Stadsplein in woonwijk
Het Mercatorplein ligt in Plan West uit 1922, het zogenoemde ‘6000 woningenplan’ voor het gebied ten westen van de Admiralengracht. Verschillende bekende architecten van de Amsterdamse School werkten mee aan dit woningbouwplan, zoals Staal, Wijdeveld en Kropholler. H.P. Berlage kreeg opdracht om het Mercatorplein met woningen en winkels te ontwerpen als esthetisch en stedenbouwkundig middelpunt van het uitbreidingsplan.
Poortgebouwen en hoektorens
Berlage schoof de winkels op de begane grond onder arcades, waardoor overlast voor de bewoners van de bovenwoningen werd beperkt. De gevels van de woon- en winkelblokken werden sober uitgevoerd met rode baksteen en lichte granieten banden. De toegangswegen, de Hoofdweg en de Jan Evertsenstraat, bepalen de asymmetrische plattegrond van het plein. Op twee hoeken van het plein zijn poortgebouwen geplaatst waar verkeerswegen onderdoor lopen. Bovendien plaatste Berlage op de noordoostelijke en zuidwestelijke hoeken torens van elk 35 meter hoog.
Herinrichting met verwijzing naar verleden
De torens vormen verticale accenten naast de horizontaal ogende woningblokken, ze benadrukken als blikvangers de vorm van het plein en in de omgeving werken ze als oriëntatiepunten.
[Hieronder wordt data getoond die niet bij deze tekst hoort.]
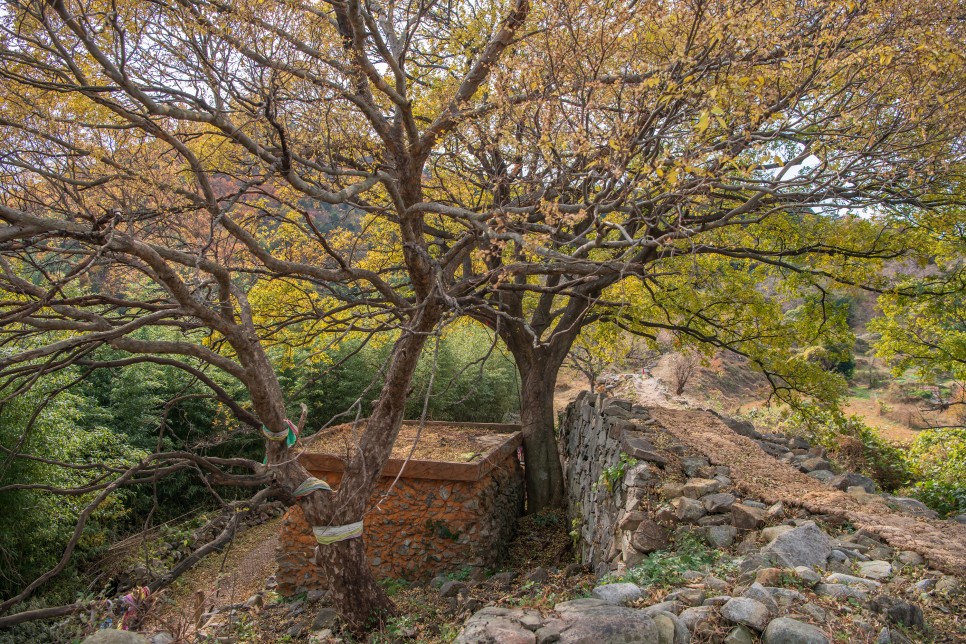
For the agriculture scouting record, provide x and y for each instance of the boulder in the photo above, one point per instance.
(806, 545)
(718, 503)
(693, 617)
(785, 630)
(899, 611)
(746, 517)
(113, 636)
(591, 620)
(747, 611)
(720, 536)
(851, 479)
(671, 630)
(648, 537)
(911, 506)
(814, 463)
(697, 488)
(687, 509)
(822, 475)
(617, 594)
(910, 558)
(875, 569)
(739, 635)
(494, 625)
(772, 533)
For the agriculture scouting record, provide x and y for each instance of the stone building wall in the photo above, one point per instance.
(423, 527)
(607, 497)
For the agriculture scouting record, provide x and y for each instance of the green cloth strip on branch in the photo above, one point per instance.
(328, 536)
(310, 485)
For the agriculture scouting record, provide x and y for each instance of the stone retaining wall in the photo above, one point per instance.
(606, 495)
(438, 517)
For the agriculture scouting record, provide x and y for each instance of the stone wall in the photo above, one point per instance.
(605, 495)
(423, 527)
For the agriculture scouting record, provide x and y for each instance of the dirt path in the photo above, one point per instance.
(755, 473)
(227, 578)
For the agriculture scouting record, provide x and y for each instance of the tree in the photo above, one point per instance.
(510, 161)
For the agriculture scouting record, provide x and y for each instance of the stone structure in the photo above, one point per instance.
(607, 495)
(438, 517)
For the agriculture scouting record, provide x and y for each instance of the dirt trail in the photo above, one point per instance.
(755, 473)
(227, 578)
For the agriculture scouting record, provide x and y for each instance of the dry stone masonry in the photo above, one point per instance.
(438, 517)
(787, 576)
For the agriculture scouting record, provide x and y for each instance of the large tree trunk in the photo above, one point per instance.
(544, 475)
(361, 602)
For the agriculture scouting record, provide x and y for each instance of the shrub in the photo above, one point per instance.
(937, 460)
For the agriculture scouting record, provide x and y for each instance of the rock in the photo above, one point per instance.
(453, 588)
(617, 594)
(496, 626)
(814, 463)
(875, 569)
(720, 536)
(687, 509)
(641, 449)
(715, 584)
(671, 630)
(502, 579)
(785, 630)
(852, 479)
(666, 607)
(815, 612)
(949, 586)
(840, 591)
(925, 585)
(768, 576)
(739, 635)
(760, 594)
(899, 611)
(910, 558)
(822, 475)
(719, 600)
(591, 620)
(770, 534)
(849, 580)
(785, 596)
(538, 576)
(911, 506)
(693, 617)
(806, 545)
(775, 511)
(746, 517)
(631, 520)
(114, 636)
(807, 575)
(327, 617)
(687, 596)
(692, 464)
(718, 503)
(548, 634)
(648, 537)
(747, 611)
(697, 488)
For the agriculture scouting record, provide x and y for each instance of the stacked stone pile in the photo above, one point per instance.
(791, 576)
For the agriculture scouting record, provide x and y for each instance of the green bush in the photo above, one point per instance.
(475, 382)
(937, 460)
De noordelijke toren werd in 1961 afgebroken, maar bij de herinrichting van het plein in 1998 is in de nieuwbouwwand een reconstructie van de toren naar Berlage’s ontwerp opgenomen. Destijds is ook een parkeergarage onder het plein gelegd met een ‘ezelsoor’ als ingangspartij. Het plein is daarbij opnieuw ingericht en de gebouwen gerestaureerd en deels nieuw gebouwd.